The bill authorizing the one-time budget savings, Senate Bill 5, is still awaiting final approval from Gov. Michelle Lujan Grisham, who already vetoed $110 million in proposed public works projects in March due to due to concerns over plummeting oil prices and the impact of the coronavirus pandemic.
Capital outlay funding proposed to be clawed back in the special session bill includes $2.4 million for a road extension between Sunland Park and Santa Teresa, nearly $824,000 for the Albuquerque Holocaust and Intolerance Museum and $240,000 to renovate the historic Chief Theater in Mora.
Also scrapped – if the governor approves the bill in its current form – is a $650,000 project to build a new house for the president of Eastern New Mexico University in Portales.

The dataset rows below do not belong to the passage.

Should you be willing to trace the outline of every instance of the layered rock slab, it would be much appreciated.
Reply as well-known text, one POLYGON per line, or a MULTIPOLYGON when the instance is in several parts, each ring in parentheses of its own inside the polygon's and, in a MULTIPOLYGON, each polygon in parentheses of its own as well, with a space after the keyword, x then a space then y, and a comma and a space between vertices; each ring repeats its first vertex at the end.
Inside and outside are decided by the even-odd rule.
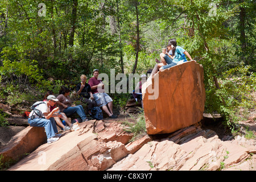
POLYGON ((249 142, 222 141, 196 124, 144 144, 108 170, 255 170, 255 141, 246 145, 249 142))
POLYGON ((125 144, 133 135, 120 125, 95 120, 80 123, 79 130, 41 145, 9 170, 105 170, 128 154, 125 144))
POLYGON ((142 85, 148 134, 170 133, 203 119, 204 69, 195 61, 164 69, 142 85))

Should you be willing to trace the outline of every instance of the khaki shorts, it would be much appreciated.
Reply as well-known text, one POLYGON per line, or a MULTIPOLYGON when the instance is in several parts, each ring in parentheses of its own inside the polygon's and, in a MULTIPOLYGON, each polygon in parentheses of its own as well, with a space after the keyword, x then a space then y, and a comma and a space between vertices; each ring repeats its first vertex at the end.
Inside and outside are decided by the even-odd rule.
POLYGON ((113 102, 112 98, 106 93, 96 93, 93 95, 97 105, 99 107, 105 106, 108 103, 113 102))

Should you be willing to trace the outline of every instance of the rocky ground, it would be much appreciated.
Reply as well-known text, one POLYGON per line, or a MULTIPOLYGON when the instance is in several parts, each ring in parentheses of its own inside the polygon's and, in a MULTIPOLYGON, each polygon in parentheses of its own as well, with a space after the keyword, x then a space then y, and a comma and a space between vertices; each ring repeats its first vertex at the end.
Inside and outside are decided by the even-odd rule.
MULTIPOLYGON (((11 126, 0 127, 0 142, 3 147, 15 134, 28 125, 27 119, 20 114, 10 112, 8 106, 2 104, 2 108, 11 114, 11 117, 7 119, 11 126)), ((134 112, 133 109, 131 110, 134 112)), ((61 139, 67 141, 71 135, 73 139, 82 135, 93 139, 90 142, 88 139, 79 139, 77 141, 80 143, 74 144, 74 146, 80 146, 81 142, 85 143, 84 140, 87 141, 85 146, 89 144, 89 151, 85 151, 79 148, 84 154, 83 160, 91 166, 85 170, 256 169, 256 140, 253 135, 256 131, 255 110, 251 110, 247 121, 238 124, 243 135, 233 135, 221 125, 221 118, 213 121, 209 115, 205 115, 205 119, 200 122, 171 134, 148 135, 144 133, 132 142, 129 142, 131 138, 127 134, 129 139, 126 138, 123 142, 124 135, 126 135, 123 134, 124 126, 121 125, 122 122, 135 122, 135 116, 131 117, 127 114, 122 113, 116 119, 105 118, 94 124, 85 124, 82 127, 82 131, 75 131, 78 135, 75 132, 68 133, 61 139), (94 147, 97 150, 94 149, 93 152, 92 148, 94 147), (109 156, 109 154, 112 155, 109 156), (106 160, 104 165, 101 160, 106 160)), ((40 147, 44 150, 52 148, 50 146, 57 146, 58 142, 61 142, 51 145, 44 144, 40 147)), ((69 151, 68 153, 71 152, 69 151)), ((30 155, 33 156, 32 154, 30 155)), ((48 169, 58 168, 51 166, 48 169)))

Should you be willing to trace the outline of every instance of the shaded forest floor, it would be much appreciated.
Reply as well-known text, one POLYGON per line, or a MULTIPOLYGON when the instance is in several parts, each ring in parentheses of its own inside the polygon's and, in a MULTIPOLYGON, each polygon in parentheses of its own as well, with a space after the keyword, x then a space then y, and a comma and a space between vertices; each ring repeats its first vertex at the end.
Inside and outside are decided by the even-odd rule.
MULTIPOLYGON (((256 94, 254 93, 254 95, 256 94)), ((27 105, 25 102, 24 105, 10 105, 6 101, 0 100, 0 115, 2 117, 0 119, 3 120, 3 115, 8 116, 3 119, 6 126, 0 126, 0 148, 6 144, 12 136, 28 126, 27 118, 23 115, 24 111, 30 110, 30 107, 28 107, 27 105)), ((120 109, 119 107, 114 108, 114 113, 118 115, 117 118, 110 118, 106 114, 104 114, 104 122, 118 122, 123 123, 125 126, 127 125, 127 123, 130 123, 130 126, 135 126, 138 119, 142 117, 143 117, 143 113, 134 112, 134 114, 128 114, 125 109, 120 109)), ((241 110, 241 114, 242 113, 245 112, 241 110)), ((221 139, 230 139, 237 135, 244 135, 250 139, 254 139, 256 136, 256 109, 247 110, 246 115, 240 117, 243 118, 243 121, 234 124, 234 129, 236 130, 234 131, 223 125, 223 119, 220 115, 217 114, 213 118, 210 114, 204 113, 204 118, 201 121, 202 129, 210 129, 215 131, 221 139)), ((127 127, 129 131, 129 126, 127 127)), ((58 127, 58 130, 61 130, 60 127, 58 127)), ((146 135, 145 128, 141 129, 141 130, 136 134, 134 140, 146 135)), ((159 135, 155 137, 164 137, 164 135, 159 135)))

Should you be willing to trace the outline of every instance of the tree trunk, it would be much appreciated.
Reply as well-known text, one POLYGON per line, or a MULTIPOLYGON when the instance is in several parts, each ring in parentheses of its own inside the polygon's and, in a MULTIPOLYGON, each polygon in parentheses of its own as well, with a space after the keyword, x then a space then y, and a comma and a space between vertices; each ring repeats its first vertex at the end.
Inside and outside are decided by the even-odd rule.
POLYGON ((70 30, 69 46, 74 45, 75 30, 76 29, 76 23, 77 11, 78 0, 73 0, 72 13, 71 14, 71 25, 72 27, 70 30))
MULTIPOLYGON (((241 2, 243 2, 243 0, 241 2)), ((246 37, 245 37, 245 16, 246 15, 245 9, 240 7, 240 43, 242 51, 245 52, 246 48, 246 37)), ((243 54, 242 54, 242 55, 243 54)))
POLYGON ((119 19, 119 7, 118 7, 118 0, 117 0, 117 28, 118 29, 118 36, 119 36, 119 48, 120 49, 120 61, 121 65, 122 73, 125 73, 123 69, 123 50, 122 46, 122 39, 121 36, 121 28, 120 28, 120 20, 119 19))
POLYGON ((139 11, 138 10, 138 3, 136 3, 136 18, 137 18, 137 39, 136 40, 136 58, 133 67, 133 73, 134 74, 137 68, 138 59, 139 57, 139 11))
MULTIPOLYGON (((51 16, 52 18, 52 22, 53 22, 53 1, 52 0, 52 7, 51 7, 51 16)), ((56 40, 55 29, 54 28, 54 23, 52 26, 52 42, 54 47, 54 53, 55 53, 56 48, 57 48, 57 42, 56 40)))

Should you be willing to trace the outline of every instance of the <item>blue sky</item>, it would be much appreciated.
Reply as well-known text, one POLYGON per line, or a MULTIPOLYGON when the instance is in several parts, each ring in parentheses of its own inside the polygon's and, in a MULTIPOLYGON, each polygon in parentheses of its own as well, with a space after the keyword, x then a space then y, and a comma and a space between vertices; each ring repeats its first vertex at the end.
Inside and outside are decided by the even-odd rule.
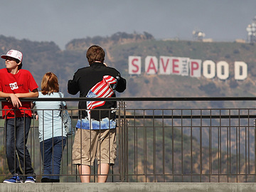
POLYGON ((247 38, 255 10, 255 0, 9 0, 1 2, 0 34, 61 49, 75 38, 117 32, 192 40, 201 30, 207 38, 234 41, 247 38))

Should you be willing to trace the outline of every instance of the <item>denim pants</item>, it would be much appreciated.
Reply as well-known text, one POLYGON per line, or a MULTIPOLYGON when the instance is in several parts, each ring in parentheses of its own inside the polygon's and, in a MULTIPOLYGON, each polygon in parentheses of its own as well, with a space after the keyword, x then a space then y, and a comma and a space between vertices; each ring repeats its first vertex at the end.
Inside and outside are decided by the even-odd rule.
POLYGON ((40 142, 43 161, 43 178, 59 179, 61 157, 66 140, 65 137, 60 136, 40 142))
POLYGON ((6 152, 8 166, 11 174, 22 174, 20 163, 26 175, 34 175, 31 159, 26 146, 31 123, 31 117, 16 117, 6 119, 5 121, 6 152))

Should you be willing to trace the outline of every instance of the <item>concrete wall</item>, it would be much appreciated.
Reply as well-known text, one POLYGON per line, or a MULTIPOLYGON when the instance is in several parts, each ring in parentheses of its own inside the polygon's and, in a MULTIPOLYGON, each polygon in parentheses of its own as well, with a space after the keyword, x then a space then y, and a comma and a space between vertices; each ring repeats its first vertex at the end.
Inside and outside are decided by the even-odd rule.
POLYGON ((174 191, 174 192, 253 192, 256 183, 1 183, 0 191, 89 191, 89 192, 142 192, 142 191, 174 191))

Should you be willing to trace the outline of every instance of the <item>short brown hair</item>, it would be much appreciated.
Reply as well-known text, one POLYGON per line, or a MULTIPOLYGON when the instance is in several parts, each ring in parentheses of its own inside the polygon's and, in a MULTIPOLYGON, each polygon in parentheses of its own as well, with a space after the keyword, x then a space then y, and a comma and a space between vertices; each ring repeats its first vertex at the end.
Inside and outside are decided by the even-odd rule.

New Mexico’s capital outlay system for funding improvements to roads, bridges, dams and water systems has come under scrutiny in recent years for its secrecy and lack of efficiency.
But attempts to overhaul the system, which allows each lawmaker to appropriate a designated amount of money for infrastructure projects, have been unsuccessful at the Roundhouse.
All of the projects on the special session chopping block were authorized last year, when lawmakers approved roughly $933 million worth of capital outlay projects with the state’s coffers flush due to an oil drilling boom in southeastern New Mexico.
As of March, only about $88.7 million – or about 9.5% – of that amount had been spent, according to the Legislative Finance Committee.